Car, que font Monsanto, Bayer et les autres ? Ils
provisionnent des fonds pour faire face à d’éventuels procès civils. La
recherche du profit reste, pour les dirigeants de ces multinationales,
la seule motivation. Mais, si Hugh Grant, le PDG de Monsanto, savait
qu’il risque la prison, il ferait peut-être autrement.
HD. D’où viennent les victimes qui témoignent au tribunal ?

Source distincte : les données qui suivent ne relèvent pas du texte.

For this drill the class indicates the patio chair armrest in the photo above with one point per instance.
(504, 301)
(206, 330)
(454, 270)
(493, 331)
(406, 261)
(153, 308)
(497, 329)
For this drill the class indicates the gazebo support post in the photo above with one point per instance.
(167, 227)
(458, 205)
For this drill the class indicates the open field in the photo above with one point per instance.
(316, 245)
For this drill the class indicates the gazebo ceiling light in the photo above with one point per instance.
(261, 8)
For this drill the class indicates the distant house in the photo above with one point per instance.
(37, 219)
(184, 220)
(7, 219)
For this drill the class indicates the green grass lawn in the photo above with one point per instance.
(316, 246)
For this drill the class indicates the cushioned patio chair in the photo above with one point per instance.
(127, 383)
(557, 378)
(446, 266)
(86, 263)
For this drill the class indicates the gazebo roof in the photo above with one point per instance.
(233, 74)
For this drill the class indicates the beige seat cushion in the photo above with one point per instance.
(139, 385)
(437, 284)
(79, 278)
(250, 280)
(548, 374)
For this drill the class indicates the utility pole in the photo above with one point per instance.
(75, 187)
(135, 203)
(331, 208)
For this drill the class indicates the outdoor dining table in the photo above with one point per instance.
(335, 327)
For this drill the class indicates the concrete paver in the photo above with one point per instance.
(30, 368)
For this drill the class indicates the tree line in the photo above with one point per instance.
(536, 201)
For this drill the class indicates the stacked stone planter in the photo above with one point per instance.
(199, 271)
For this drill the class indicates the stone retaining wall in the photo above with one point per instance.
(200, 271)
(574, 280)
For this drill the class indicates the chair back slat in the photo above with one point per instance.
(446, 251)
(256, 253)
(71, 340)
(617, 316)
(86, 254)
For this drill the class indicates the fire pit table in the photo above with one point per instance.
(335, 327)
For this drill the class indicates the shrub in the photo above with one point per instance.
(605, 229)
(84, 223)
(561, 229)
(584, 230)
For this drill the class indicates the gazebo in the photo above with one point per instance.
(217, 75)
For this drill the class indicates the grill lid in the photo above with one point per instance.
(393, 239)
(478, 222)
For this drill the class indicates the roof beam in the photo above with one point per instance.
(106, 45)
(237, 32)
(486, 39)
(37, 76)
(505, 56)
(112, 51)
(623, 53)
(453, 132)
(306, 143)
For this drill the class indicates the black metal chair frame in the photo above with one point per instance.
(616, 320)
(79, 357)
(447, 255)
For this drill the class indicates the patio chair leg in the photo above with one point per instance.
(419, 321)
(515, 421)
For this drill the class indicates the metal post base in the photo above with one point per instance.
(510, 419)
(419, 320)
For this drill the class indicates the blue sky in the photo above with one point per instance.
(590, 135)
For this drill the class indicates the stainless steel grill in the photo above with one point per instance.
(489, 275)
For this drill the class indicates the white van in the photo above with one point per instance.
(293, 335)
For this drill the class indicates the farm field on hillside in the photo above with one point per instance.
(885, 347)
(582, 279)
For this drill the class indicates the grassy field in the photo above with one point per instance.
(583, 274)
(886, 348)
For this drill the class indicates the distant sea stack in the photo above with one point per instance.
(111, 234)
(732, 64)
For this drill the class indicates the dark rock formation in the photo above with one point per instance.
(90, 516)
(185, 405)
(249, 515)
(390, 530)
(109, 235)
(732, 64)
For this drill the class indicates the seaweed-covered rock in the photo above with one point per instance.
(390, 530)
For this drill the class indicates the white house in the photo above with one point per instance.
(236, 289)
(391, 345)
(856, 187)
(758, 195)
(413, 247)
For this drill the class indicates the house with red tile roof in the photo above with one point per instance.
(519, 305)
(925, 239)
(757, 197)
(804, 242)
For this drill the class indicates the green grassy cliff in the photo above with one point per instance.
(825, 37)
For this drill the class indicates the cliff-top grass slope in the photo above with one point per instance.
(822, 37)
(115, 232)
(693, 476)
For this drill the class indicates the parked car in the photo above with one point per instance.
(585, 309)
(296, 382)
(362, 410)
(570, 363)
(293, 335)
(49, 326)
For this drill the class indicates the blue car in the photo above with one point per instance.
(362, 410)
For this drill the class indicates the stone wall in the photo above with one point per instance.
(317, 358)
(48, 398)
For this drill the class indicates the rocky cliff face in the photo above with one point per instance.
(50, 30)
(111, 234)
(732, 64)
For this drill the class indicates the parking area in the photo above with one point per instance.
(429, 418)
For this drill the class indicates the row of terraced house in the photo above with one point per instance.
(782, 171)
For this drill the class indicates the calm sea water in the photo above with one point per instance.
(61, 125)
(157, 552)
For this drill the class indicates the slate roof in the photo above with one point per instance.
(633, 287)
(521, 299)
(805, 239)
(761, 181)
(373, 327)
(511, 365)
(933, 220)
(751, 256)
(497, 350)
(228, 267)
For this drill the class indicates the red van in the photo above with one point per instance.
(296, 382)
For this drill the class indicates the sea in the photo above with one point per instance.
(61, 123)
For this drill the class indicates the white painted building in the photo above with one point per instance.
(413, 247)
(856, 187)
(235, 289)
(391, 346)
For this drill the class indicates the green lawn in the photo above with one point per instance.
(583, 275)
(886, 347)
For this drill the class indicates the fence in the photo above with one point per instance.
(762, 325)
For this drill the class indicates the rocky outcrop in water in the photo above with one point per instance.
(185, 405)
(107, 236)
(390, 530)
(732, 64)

M.-M. R. De tous les continents et
d’Argentine, où les milliers d’hectares de soja transgénique sont
arrosés de glyphosate trois fois par an. Les victimes seront
accompagnées d’experts qui vont apporter des preuves scientifiques. L’un
d’eux, qui a fait 25 études épidémiologiques dans les villages entourés
de soja transgénique, y a constaté une explosion des malformations
congénitales et des cancers respiratoires. Une Américaine qui a un
lymphome non hodgkinien, et qui cultivait du café en utilisant du
Roundup, a porté plainte contre Monsanto quand le Centre international
de recherche sur le cancer a classé le glyphosate comme « cancérigène
probable », en 2015. Comme elle, plus de 1 000 paysans américains l’ont
fait.
D’autres encore viennent du Sri Lanka. Si ce pays a été le
premier à interdire le Roundup, en 2014, plus de 30 000 paysans sont
morts à cause du glyphosate : ils utilisaient le Roundup pour désherber,
avant de planter du riz.
En Argentine comme au Sri Lanka, des familles vivent un
drame : elles ne peuvent plus boire d’eau ou se nourrir car les sols
sont pollués. Tout cela fait partie d’un même système : le capitalisme
mondialisé qui ne cherche que le profit, au détriment de tout. On ne
réglera pas la crise sociale sans résoudre la crise écologique.